Beverly I. Vilardofsky
Beverly Vilardofsky is a Director and a member of the Firm’s Corporate and Securities and Governmental Relations and Compliance Practice Groups. She has more than twenty years’ experience representing public and private clients in a broad range of corporate, securities and investment transactions.
Beverly serves as investment counsel to a number of institutional investors, including public pension plans, private funds and insurance companies. She has reviewed, negotiated and structured several billion dollars in investments in a variety of “alternative investments” including U.S. and international private equity funds, infrastructure funds, real estate funds (including REITs), debt funds, opportunistic funds, hedge funds, direct investments, and other comingled vehicles. She has also negotiated and drafted hundreds of other investment related agreements, including investment management agreements, transition management agreements, side letters, securities lending authorization agreements and custodian contracts.
Beverly also counsels public and private companies, from startups to Fortune 500 companies, on a variety of corporate, securities and business matters, such as private placements of debt and equity securities, venture capital and “angel” financings, mergers and acquisitions, ﬁduciary duties, corporate governance, share repurchase programs, shelf offerings, Regulation FD and 33 Act and 34 Act reporting and disclosure requirements.
She is an honors graduate from both Georgetown University Law Center (LL.M.) and Oklahoma City University School of Law (J.D.), where she was a Merit Scholar and recipient of the West Publishing Outstanding Academic Achievement Award.
Beverly enjoys helping her local animal rescue and is a proud “foster failure.” She is also an award-winning web designer and a published photographer. A self-described sports nut, she loves to watch baseball, college football and college basketball in her free time.
- University of Rhode Island (B.A., 1991)
- Oklahoma City University (J.D., summa cum laude, 1995)
- Georgetown University (LL.M. International and Comparative Law, 1996; LL.M., Securities and Financial Regulation, with Distinction, 1999)
- 1995, Oklahoma
- 1998, District of Columbia
- Oklahoma Bar Association
- American Bar Association
- District of Columbia Bar
- Oklahoma County Bar Association
- National Association of Public Pension Attorneys (NAPPA)
- Assisted a public pension plan with a $100 million investment in an infrastructure fund.
- Assisted a public pension plan with a $75 million investment in a secondaries fund.
- Assisted a public pension plan with a $75 million investment in a real estate fund (REIT).
- Assisted a public pension plan with a $50 million investment in a midstream energy sector fund.
- Assisted a public pension plan with a $25 million investment in a middle market lending fund.
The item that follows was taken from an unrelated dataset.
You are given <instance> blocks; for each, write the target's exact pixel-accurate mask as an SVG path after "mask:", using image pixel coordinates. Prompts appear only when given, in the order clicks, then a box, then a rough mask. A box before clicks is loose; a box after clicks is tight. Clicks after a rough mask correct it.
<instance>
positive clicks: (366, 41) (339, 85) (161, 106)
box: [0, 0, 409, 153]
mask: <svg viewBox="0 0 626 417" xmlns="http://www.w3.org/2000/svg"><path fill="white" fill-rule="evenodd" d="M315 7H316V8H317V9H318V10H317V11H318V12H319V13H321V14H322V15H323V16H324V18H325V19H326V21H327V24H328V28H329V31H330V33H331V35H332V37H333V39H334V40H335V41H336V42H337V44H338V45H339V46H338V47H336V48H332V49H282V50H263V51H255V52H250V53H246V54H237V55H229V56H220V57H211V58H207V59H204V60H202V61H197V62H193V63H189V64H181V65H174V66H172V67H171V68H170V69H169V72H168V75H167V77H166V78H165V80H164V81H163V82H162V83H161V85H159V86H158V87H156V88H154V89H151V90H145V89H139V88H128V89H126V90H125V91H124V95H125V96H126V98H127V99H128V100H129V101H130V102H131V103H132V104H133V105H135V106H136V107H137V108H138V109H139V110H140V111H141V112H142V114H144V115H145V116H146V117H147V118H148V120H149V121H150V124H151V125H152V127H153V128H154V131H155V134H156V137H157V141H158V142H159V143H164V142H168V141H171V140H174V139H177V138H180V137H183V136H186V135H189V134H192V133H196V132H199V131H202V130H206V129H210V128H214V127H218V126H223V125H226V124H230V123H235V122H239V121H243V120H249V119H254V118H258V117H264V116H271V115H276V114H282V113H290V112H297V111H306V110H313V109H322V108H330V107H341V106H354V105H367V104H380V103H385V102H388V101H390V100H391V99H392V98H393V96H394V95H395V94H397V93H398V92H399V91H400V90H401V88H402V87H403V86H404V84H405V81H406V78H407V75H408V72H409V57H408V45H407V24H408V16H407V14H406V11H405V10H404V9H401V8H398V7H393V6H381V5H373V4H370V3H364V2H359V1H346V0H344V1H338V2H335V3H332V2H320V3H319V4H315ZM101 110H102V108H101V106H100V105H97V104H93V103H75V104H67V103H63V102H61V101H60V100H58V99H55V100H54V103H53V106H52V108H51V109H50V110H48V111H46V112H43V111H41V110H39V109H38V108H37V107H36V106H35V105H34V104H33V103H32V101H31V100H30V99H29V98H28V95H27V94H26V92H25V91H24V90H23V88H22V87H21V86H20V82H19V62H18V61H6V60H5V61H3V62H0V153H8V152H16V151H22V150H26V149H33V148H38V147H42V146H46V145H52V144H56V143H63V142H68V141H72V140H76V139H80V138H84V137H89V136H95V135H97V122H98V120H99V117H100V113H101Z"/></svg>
- Assisted a public pension plan with a $20 million investment in a technology fund.
- Assisted a public pension plan with a $15 million investment in a hedge fund.
- Assisted a public pension plan in reviewing and negotiating a joint venture involving the construction and management of multi-family residential buildings.
- Assisted an insurance company with a $50 million investment in a commercial real estate debt fund.
- Assisted an insurance company with a $250 million investment in a commercial mortgage income fund.
- Assisted a private pension fund with a $10 million investment in a private equity-style opportunities fund.
- Advised governmental pension plans and insurance companies on their confidentiality obligations in relation to the Oklahoma Open Records Act, other FOIA/Sunshine laws, and NAIC requirements.
- Represented a local biotech company through multiple venture capital rounds, culminating in it being acquired in a deal valued at over $600 million.
- Represented a local technology company through five venture capital rounds and an acquisition by a public company.
- Represented a local biotech company in a $50 million Series B offering.
- Represented a Pennsylvania-based energy company in a $100 million limited partnership offering.
- Assisted a California-based startup biotech company in acquiring certain assets of a public company.
- Assisted a Massachusetts-based biotech company in a spinoff transaction and three venture capital rounds.
- Represented a New York-based technology company in the $9 million sale of its assets.
- Represented an Oklahoma-based drilling company in the $15 million sale of its assets.
- Served as securities counsel to an Oklahoma-based energy company in its merger with a wholly owned subsidiary of a public company.
- Assisted an Oklahoma-based energy company with filing its first shelf registration statement.
- Assisted various public companies with their disclosure and periodic reporting obligations, including proxy statements, 10-Ks, 10-Qs, 8-Ks and Section 16 beneficial ownership reports.
- Assisted public and private companies and their boards of directors with their corporate governance and fiduciary obligations.
- Represented various private equity funds in conducting private placements of debt and equity securities, qualifying for Oklahoma tax credits and investing proceeds in portfolio companies.